Yale University’s student newspaper has made public a series of emails between university CIO David Swensen and the newspaper’s editor-in-chief in which Swensen expressed outrage over a decision to eliminate a sentence from a column he had authored.
The Yale Daily News published the email exchange on Sunday, alongside an editors’ note addressing the criticisms from Swensen. The emails show Swensen responding angrily to the edit made to his opinion piece, calling the student journalists’ actions “inexcusable” and “disgusting.” In a later email, he called the newspaper’s editor-in-chief, Yale junior Rachel Treisman, a “coward.”

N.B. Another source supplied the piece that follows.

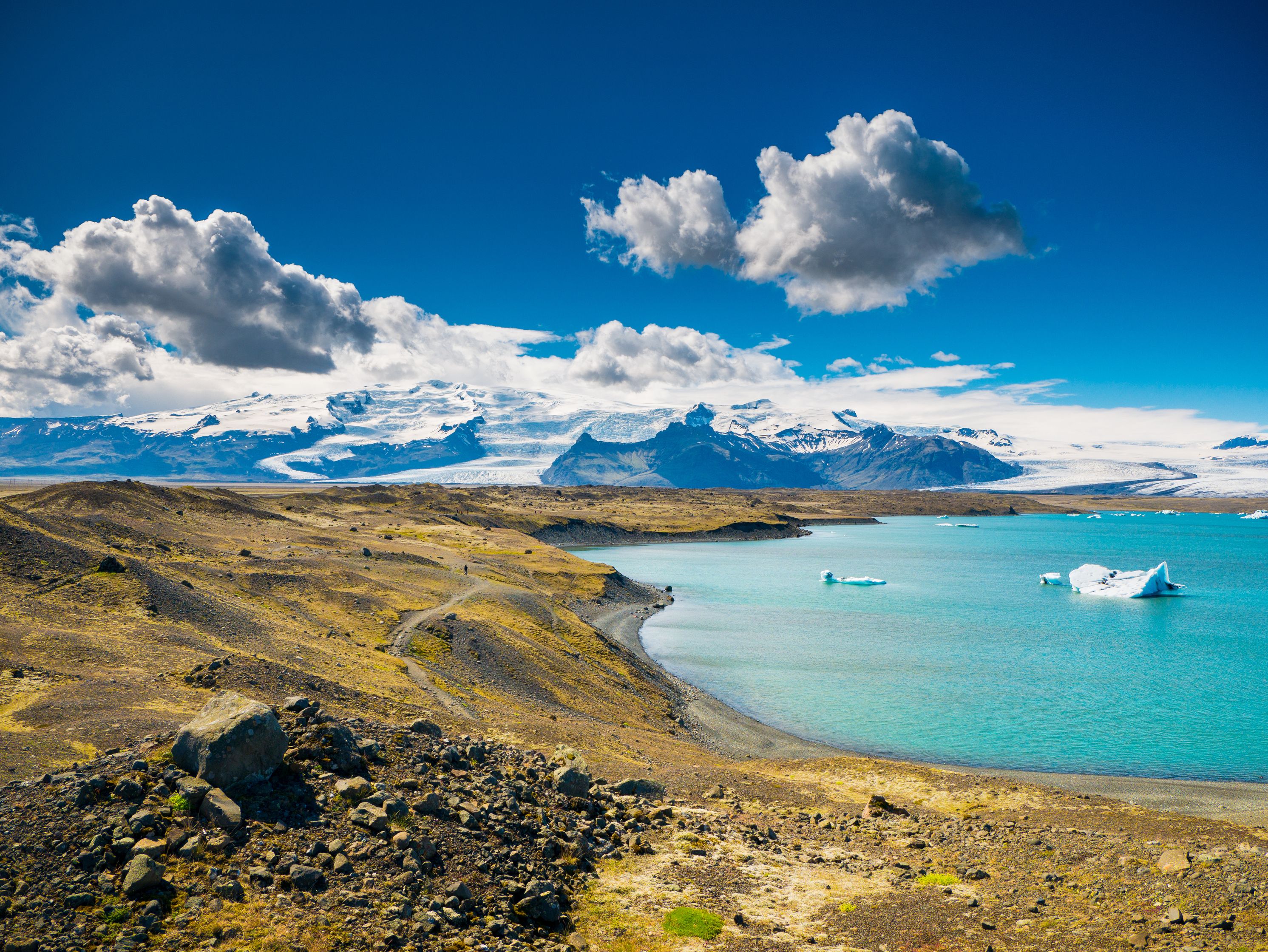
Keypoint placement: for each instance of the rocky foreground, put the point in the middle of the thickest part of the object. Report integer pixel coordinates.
(362, 836)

When reached by Institutional Investor over email, Swensen doubled down on these criticisms, again using the terms “disgusting” and “cowardly” to describe Treisman’s actions.

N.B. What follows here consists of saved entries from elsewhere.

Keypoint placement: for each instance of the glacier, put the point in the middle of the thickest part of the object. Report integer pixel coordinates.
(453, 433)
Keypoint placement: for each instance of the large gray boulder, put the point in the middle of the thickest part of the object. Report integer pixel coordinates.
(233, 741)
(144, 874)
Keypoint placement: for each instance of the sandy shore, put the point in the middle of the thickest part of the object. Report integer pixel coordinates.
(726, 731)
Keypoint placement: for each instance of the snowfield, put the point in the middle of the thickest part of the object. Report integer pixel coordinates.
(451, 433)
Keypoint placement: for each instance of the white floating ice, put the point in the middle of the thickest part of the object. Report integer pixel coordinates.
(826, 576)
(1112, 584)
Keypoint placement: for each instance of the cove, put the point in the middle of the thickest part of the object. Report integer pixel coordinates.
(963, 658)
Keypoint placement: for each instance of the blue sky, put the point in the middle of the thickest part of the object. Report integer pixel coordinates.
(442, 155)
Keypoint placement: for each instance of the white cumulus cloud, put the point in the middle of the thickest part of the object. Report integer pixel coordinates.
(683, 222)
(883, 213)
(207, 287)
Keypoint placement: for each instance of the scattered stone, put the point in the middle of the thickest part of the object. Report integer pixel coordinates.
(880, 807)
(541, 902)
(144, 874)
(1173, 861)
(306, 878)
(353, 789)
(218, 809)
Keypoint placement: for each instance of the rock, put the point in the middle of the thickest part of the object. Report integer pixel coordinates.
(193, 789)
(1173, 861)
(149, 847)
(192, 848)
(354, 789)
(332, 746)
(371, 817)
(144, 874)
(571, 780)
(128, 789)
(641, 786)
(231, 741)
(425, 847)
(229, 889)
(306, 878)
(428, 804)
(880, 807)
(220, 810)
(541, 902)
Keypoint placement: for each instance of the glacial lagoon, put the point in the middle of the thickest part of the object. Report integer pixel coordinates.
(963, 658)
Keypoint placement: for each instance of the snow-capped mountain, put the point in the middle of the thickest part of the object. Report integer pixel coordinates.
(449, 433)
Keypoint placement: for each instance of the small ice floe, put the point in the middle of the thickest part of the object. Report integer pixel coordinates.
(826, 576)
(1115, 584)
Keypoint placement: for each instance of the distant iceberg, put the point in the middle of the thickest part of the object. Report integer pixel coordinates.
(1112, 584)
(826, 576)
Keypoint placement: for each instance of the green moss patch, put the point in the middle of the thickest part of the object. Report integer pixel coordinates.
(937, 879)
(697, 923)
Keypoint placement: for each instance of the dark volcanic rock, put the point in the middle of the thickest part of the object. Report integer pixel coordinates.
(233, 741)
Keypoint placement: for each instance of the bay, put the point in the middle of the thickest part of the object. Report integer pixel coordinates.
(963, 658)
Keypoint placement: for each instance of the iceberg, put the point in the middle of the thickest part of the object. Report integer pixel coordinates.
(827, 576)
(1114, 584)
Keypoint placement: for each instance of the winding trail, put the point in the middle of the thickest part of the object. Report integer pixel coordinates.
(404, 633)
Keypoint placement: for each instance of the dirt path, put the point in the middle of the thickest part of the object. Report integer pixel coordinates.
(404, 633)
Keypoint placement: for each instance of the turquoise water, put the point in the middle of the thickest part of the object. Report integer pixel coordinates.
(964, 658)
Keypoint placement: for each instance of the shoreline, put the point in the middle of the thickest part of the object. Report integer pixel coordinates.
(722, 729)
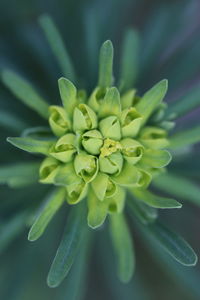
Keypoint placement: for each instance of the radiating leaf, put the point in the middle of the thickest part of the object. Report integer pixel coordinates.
(151, 99)
(11, 229)
(110, 104)
(141, 211)
(178, 186)
(155, 200)
(97, 211)
(156, 158)
(185, 138)
(69, 246)
(68, 95)
(106, 65)
(11, 121)
(175, 245)
(57, 45)
(31, 145)
(52, 203)
(25, 92)
(123, 246)
(186, 103)
(129, 60)
(19, 174)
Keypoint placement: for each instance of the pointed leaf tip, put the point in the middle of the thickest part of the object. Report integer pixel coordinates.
(106, 64)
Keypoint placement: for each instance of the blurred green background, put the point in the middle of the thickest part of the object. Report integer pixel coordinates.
(169, 48)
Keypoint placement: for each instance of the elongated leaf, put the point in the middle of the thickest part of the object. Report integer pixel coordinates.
(68, 95)
(69, 246)
(57, 45)
(175, 245)
(97, 211)
(37, 132)
(178, 186)
(11, 229)
(141, 211)
(106, 65)
(154, 200)
(52, 203)
(31, 145)
(123, 246)
(129, 60)
(19, 174)
(111, 104)
(152, 99)
(186, 103)
(25, 92)
(76, 283)
(156, 158)
(185, 138)
(11, 121)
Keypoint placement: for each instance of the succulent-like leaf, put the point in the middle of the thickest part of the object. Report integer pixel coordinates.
(155, 200)
(57, 45)
(97, 210)
(25, 92)
(129, 60)
(151, 99)
(123, 246)
(185, 138)
(19, 174)
(144, 213)
(31, 145)
(175, 245)
(110, 104)
(106, 65)
(52, 203)
(156, 158)
(68, 95)
(69, 246)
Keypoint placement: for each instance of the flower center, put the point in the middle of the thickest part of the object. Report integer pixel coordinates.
(109, 147)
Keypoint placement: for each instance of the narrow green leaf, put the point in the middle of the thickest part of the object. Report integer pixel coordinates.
(68, 95)
(11, 229)
(106, 65)
(141, 211)
(175, 245)
(156, 158)
(123, 246)
(25, 92)
(154, 200)
(31, 145)
(19, 174)
(97, 211)
(186, 103)
(57, 45)
(11, 121)
(152, 99)
(129, 60)
(52, 203)
(185, 138)
(37, 132)
(178, 186)
(69, 246)
(110, 104)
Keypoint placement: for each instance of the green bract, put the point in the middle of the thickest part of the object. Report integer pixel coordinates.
(98, 149)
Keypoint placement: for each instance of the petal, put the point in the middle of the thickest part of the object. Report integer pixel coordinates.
(48, 170)
(58, 120)
(86, 166)
(131, 122)
(103, 186)
(110, 128)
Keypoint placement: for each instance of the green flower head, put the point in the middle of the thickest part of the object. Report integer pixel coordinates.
(100, 153)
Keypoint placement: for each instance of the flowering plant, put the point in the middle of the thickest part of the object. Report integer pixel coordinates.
(100, 154)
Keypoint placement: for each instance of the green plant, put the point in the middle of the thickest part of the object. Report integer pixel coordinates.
(96, 148)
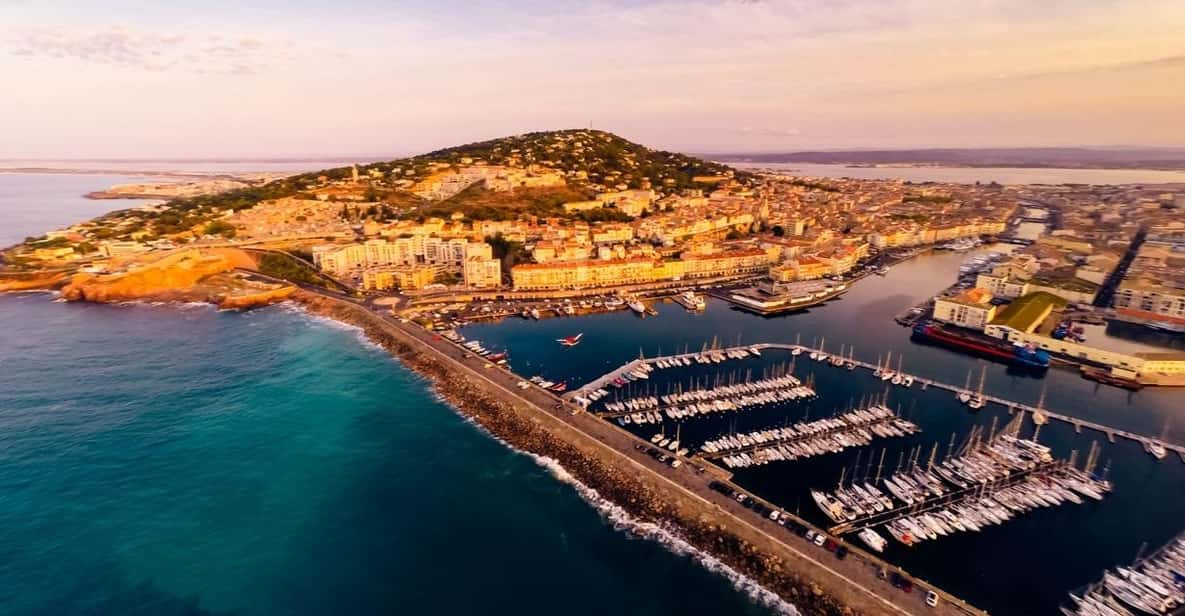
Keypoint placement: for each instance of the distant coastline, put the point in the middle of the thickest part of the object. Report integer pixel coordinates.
(1146, 159)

Swensen’s column had been in response to a Yale Daily News article published on February 5 that covered a teach-in event led by student activists critical of the endowment’s investments. The op-ed, published on March 1, asserted that some of the student activists’ claims about the endowment were untrue and argued that the Yale Daily News staff should have done more to fact check the claims before publishing the article. The paper later issued a correction addressing Swensen’s points about the claims.

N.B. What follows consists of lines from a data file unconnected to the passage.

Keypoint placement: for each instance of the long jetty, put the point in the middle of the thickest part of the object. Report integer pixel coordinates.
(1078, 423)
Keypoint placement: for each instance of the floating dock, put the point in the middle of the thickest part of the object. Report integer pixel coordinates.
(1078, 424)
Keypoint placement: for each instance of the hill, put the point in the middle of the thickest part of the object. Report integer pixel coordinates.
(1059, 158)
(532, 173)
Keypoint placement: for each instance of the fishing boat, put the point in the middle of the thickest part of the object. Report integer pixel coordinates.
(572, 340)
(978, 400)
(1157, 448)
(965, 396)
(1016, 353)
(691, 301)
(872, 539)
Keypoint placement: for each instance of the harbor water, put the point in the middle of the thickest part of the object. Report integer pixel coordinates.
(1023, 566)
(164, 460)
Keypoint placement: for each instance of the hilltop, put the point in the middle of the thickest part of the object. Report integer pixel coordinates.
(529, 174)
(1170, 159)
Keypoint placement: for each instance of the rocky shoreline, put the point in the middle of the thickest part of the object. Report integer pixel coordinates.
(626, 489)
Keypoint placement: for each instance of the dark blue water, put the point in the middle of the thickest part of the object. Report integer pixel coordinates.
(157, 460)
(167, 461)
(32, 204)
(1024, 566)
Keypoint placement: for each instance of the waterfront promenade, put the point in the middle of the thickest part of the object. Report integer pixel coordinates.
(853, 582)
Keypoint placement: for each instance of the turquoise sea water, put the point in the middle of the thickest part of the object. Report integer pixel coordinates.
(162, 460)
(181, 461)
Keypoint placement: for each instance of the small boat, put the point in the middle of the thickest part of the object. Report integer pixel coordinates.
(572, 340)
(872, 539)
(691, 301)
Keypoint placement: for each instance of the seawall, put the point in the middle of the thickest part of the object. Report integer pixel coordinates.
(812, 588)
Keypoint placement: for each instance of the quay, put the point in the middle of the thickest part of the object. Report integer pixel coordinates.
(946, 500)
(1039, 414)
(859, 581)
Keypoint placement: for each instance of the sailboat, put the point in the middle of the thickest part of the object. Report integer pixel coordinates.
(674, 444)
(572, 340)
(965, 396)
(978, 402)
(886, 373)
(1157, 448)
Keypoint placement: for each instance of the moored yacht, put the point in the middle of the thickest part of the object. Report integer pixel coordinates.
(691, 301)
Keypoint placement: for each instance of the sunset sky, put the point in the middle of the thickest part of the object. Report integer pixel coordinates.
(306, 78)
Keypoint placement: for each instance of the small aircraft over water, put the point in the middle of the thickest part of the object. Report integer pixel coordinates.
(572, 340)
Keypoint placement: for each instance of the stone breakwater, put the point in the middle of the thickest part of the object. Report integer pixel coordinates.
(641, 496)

Swensen told II in an email that he had instructed the Yale Daily News staff in all-caps that they were not to edit his column before publishing it. However, in the original version of the op-ed, the student paper had removed a single sentence that they believed to be inaccurate.
According to the editors’ note, “Swensen wrote that the reporter of the Feb. 5 story did not contact Yale’s Investments Office before the story’s publication when, in fact, the reporter did.”
The emails published by the Yale Daily News show that Treisman contacted Swensen at 10:05 p.m. on March 1 informing him that the newspaper’s editors had decided to omit the line in question.
“We are happy to run this piece but have to cut out that factual inaccuracy,” she wrote. “I understand that you do not want your column edited and we respect that request, but cannot in good faith include that part of it.”
The published email exchange shows that Swensen replied early the following morning that he was “furious” about the edit.
“Don’t you understand simple English?” he asked, reiterating his instruction that the piece be published without edits. “What is the matter with you?”
In his email to II, Swensen said that Treisman and the reporter of the February 5 article had “repeatedly acted [in] an unethical and unprofessional manner,” calling the publication of the email exchange “yet another ethical breach.”
According to Swensen, the “factual inaccuracy” in his column was “technical in the sense that [the reporter] gave my colleague a heads up that an article was running, but there were no requests for fact checks or context.” He added that the error could have been “easily fixed” if the Yale Daily News staff had engaged with him instead of “rushing to publication.”
In a statement given to II, the Yale Daily News editors said their staff “strives to report responsibly and accurately on campus issues” and that the paper is “always open to publishing criticism of our work.” The students wrote in their editors’ note that they were “disheartened that a Yale administrator considers this an appropriate way to voice concerns to the News.”